The World Bank has warned that the proposed tax changes in the Finance Bill 2023 will have a negative impact on households’ ability to make purchases over the medium term.
It also portends harsher times ahead for businesses struggling with decreased demand as a result of the high cost of goods, as this is likely to exacerbate the current inflationary pressures brought on by an increase in the costs of essential commodities, particularly food, and fuel.
The Washington-based organization claimed in recent research that the current tax measures, which include hiking the standard value-added tax (VAT) on fuel from eight to sixteen percent, will slow development in the near term.
“Private consumption is expected to remain on a robust growth path, although it will be dampened in the near term by…ongoing tax reforms to boost revenue and sustain fiscal consolidation,” said the World Bank in its 27th Kenya Economic Update (KEU).

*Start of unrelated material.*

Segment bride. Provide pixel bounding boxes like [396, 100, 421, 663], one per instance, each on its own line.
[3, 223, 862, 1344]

The report, which is produced twice a year, assesses recent economic and social developments and prospects in the country.

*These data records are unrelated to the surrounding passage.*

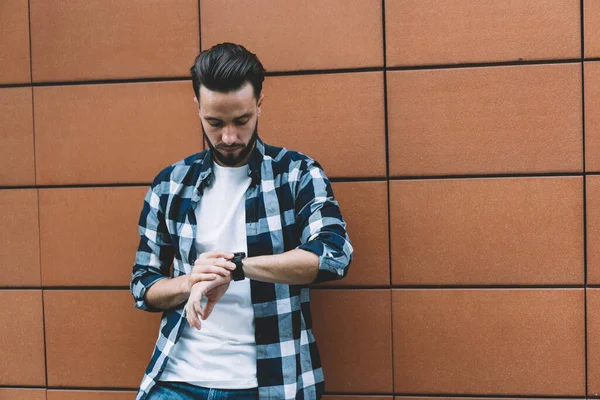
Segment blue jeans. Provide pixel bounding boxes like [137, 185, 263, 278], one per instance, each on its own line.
[148, 382, 258, 400]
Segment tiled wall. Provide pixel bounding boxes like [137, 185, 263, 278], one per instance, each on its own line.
[0, 0, 600, 400]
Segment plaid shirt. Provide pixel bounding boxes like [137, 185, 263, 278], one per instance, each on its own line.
[131, 139, 353, 400]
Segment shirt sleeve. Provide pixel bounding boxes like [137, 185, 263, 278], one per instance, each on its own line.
[130, 178, 174, 312]
[295, 160, 354, 283]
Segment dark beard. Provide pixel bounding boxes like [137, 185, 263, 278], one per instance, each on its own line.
[200, 121, 258, 167]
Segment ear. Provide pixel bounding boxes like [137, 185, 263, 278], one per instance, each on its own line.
[256, 92, 265, 115]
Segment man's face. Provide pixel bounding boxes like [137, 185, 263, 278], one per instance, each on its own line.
[197, 82, 263, 167]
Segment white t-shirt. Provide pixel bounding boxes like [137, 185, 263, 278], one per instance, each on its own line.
[160, 163, 258, 389]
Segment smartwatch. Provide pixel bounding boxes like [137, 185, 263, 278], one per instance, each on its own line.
[231, 252, 246, 281]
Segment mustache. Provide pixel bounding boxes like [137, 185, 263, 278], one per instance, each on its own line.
[215, 143, 246, 149]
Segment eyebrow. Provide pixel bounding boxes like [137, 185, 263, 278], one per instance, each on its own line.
[204, 112, 252, 121]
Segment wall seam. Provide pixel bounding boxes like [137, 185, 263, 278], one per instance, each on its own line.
[381, 0, 396, 393]
[27, 0, 48, 388]
[579, 0, 589, 397]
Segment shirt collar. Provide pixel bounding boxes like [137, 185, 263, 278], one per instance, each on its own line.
[195, 138, 265, 195]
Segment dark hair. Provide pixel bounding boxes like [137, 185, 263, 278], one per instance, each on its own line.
[191, 43, 265, 99]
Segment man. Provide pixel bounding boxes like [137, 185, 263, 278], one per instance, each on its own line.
[131, 43, 352, 400]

The economy is projected to grow faster at five percent this year, compared to 4.8 percent last year, according to the forecast.
This growth, however, is likely to be dampened by the proposed tax measures, which will eat into the disposable income of most Kenyans, especially those who are employed.
The government has introduced a new tax regime aimed at helping the country reduce its borrowing, with Kenya’s risk of debt distress rising to high from moderate.
“The fiscal consolidation that the government is planning is very crucial. It is very important for Kenya to generate the surplus that it is planning,” said Aghassi Mkrtchyan, a senior economist at the World Bank.